ŞİFAHİ TALEP DİKKATE ALINDI
Güney, göreve neden başlatmadığını Coşkun’a yazıyla bildirdi. Güney, yazıda şu görüşlere yer verdi:
"Ailevi sebeblerle ve eşinizin rahatsızlığı gerekçesi ile emekli olmaya karar verdiğinizi belirterek, yıllık izin haklarınızın tamamını kullanmak isteğiniz talebi iletilmiştir. Emekli olma konusunda bir kez daha düşünmenizi belirtmem üzerine, bu konuyu uzun süredir düşündüğünüzü şifahi olarak tarafıma belirttiniz.
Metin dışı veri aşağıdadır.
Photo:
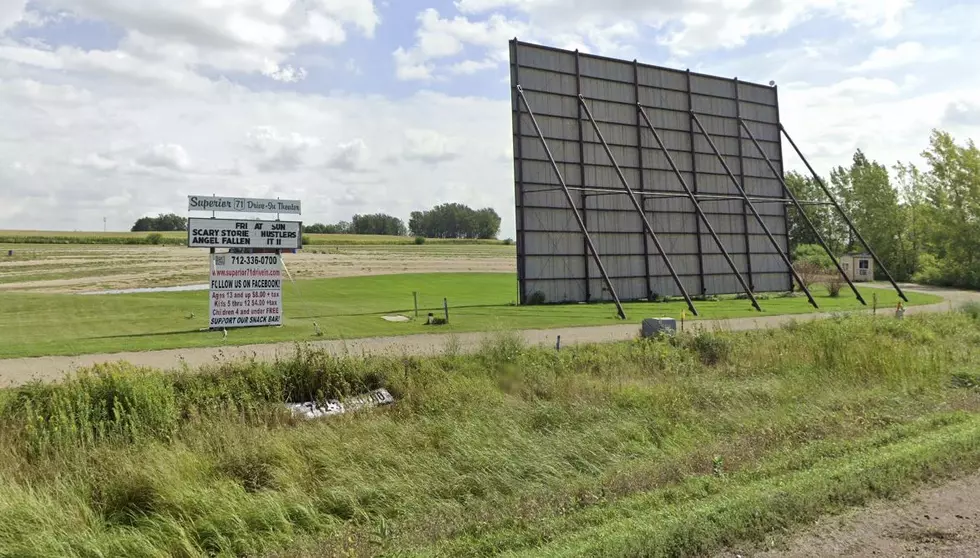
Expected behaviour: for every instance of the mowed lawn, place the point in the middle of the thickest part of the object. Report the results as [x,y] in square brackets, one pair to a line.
[349,307]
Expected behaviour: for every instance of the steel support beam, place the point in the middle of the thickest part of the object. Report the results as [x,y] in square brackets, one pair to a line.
[697,208]
[694,184]
[639,163]
[581,170]
[799,207]
[745,209]
[840,210]
[638,207]
[571,204]
[758,217]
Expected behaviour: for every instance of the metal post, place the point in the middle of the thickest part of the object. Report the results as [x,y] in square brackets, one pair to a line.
[637,206]
[517,126]
[697,208]
[799,208]
[745,209]
[571,203]
[694,184]
[842,213]
[581,167]
[639,163]
[758,217]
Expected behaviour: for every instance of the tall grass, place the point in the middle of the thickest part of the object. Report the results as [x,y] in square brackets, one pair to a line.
[179,238]
[665,447]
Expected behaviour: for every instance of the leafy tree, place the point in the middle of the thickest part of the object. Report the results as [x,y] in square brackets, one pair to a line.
[455,220]
[343,227]
[823,217]
[160,223]
[865,191]
[378,223]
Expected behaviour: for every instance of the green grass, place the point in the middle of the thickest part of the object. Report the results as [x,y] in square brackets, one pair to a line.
[63,324]
[179,238]
[664,447]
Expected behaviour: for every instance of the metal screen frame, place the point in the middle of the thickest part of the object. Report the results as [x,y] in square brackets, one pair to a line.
[593,186]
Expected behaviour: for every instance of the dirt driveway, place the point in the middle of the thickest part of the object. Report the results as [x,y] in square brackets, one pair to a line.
[19,371]
[941,521]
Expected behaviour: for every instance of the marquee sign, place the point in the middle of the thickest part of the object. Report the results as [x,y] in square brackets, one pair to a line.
[246,290]
[243,205]
[243,233]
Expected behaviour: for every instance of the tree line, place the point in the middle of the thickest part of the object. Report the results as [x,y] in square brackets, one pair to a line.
[448,220]
[160,223]
[923,223]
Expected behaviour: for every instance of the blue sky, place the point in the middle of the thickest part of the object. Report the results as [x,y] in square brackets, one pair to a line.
[119,109]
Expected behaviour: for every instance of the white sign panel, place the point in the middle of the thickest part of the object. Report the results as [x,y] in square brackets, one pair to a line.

DAVRANIŞLARINIZDA TUTARLILIK YOK
Genel Müdür Yardımcılığı gibi en üst yönetimi oluşturan bir makamda yapılan görevde tavır ve davranışlarda tutarlılık olması, verilen kararın sonuçları ne olursa olsun uygulanması gerekmektedir. Tarafınızca verilen emeklilik kararı ve bu karara dayalı olarak yıllık izninizin tamamını kullanmanıza ilişkin talebiniz sonrasında görev yaptığınız makama ait görevlerin aksatılmadan yürütülmesi ve boşluğun giderilmesi amacıyla tarafımca vekaleten atama şeklinde işlem yapılmıştır. Dolayısıyla yeni bir işlem yapılıncaya kadar tarafınızca verilen emeklilik kararına dayalı olarak yıllık izinlerinizin tamamını kullanmanıza ilişkin talebinize konu yıllık izinlerinizin kullanılmasına devam edilmesi gerekmektedir."
EMEKLİLİK TALEBİ HAYAL
Günay’ın, "Emekli olacak" iddiasını Coşkun, dava dilekçesiyle yalanladı. Dilekçede, "Bu olay tamamen hayal ürünü olup, davacının herhangi bir beyanı olmamıştır. Bu tür iddialar TRT gibi bir kurumun ciddiyetine yakışmıyor" denildi.